The Court of Appeal for Ontario, in Korea Data Systems (USA), Inc. v. Aamazing Technologies Inc., 2015 ONCA 465, recently affirmed that exceptions to the "fresh start" rule in bankruptcy must be construed narrowly and applied only in clear cases. The Court grounded its ruling in what it characterized as the "twin" goals of the Bankruptcy and Insolvency Act: (1) the equitable distribution of the bankrupt's assets among the bankrupt estate's creditors; and (2) the financial rehabilitation of insolvent individuals (para. 1).
A central means by which these goals are achieved is through the discharge procedures provided for under Part VI of the Act and, in particular, section 178(2).
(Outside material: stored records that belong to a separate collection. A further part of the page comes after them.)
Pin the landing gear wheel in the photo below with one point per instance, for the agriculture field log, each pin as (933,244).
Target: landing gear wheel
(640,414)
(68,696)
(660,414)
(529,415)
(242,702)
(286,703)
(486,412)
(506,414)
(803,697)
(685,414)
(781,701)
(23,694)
This section provides that, "subject to subsection (1) [a list of enumerated exceptions], an order of discharge releases the bankrupt from all claims provable in bankruptcy." In other words, upon discharge, all claims against a bankrupt are "swept into bankruptcy" and released, unless this result is clearly excluded or exempted by law (paras. 58-59).
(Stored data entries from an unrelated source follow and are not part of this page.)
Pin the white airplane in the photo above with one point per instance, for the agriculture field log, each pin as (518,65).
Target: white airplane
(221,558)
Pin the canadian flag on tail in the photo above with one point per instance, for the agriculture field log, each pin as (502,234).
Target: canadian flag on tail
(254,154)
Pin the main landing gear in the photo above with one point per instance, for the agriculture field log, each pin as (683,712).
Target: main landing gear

One such exemption is set out in section 178(1)(d), which provides that,
An order of discharge does not release the bankrupt from […] any debt or liability arising out of fraud, embezzlement, misappropriation or defalcation while acting in a fiduciary capacity […].
In KDS USA, the Court was asked to determine, as a matter of first impression, whether a creditor of a bankrupt may rely on section 178(1)(d) in any case in which the debt in question arose of fraud, embezzlement, misappropriation or defalcation, while the bankrupt was acting in a fiduciary capacity, even if the bankrupt did not owe a fiduciary duty directly to the creditor bringing the claim. The Court declined this approach, finding that the purpose of the exception set out in section 178(1)(d) is to protect the relationship between a vulnerable creditor and a fiduciary debtor. The absence of clear statutory language indicating an intention to expand the scope of this provision beyond this purpose precludes the Court from permitting creditors, to whom the bankrupt owes no fiduciary duty, from bringing their claims within this exception (para. 66).
The Court's interpretation further respects the scheme of the BIA as whole, which, pursuant to sections 172(2) and 173, already ensures that dishonest debtors do not benefit from their wrongdoing by requiring the court to refuse or suspend a bankrupt's discharge in bankruptcy, or grant a conditional discharge, where there is proof that the bankrupt is guilty of "any fraud or fraudulent breach of trust" (para. 77-78).
While the outcome of applying a strict approach to the exceptions set out in the BIA may, at times, appear unfair to creditors, the overall policy objectives of the BIA ought not be diluted by overly expansive applications of exceptions to the "fresh start" principle.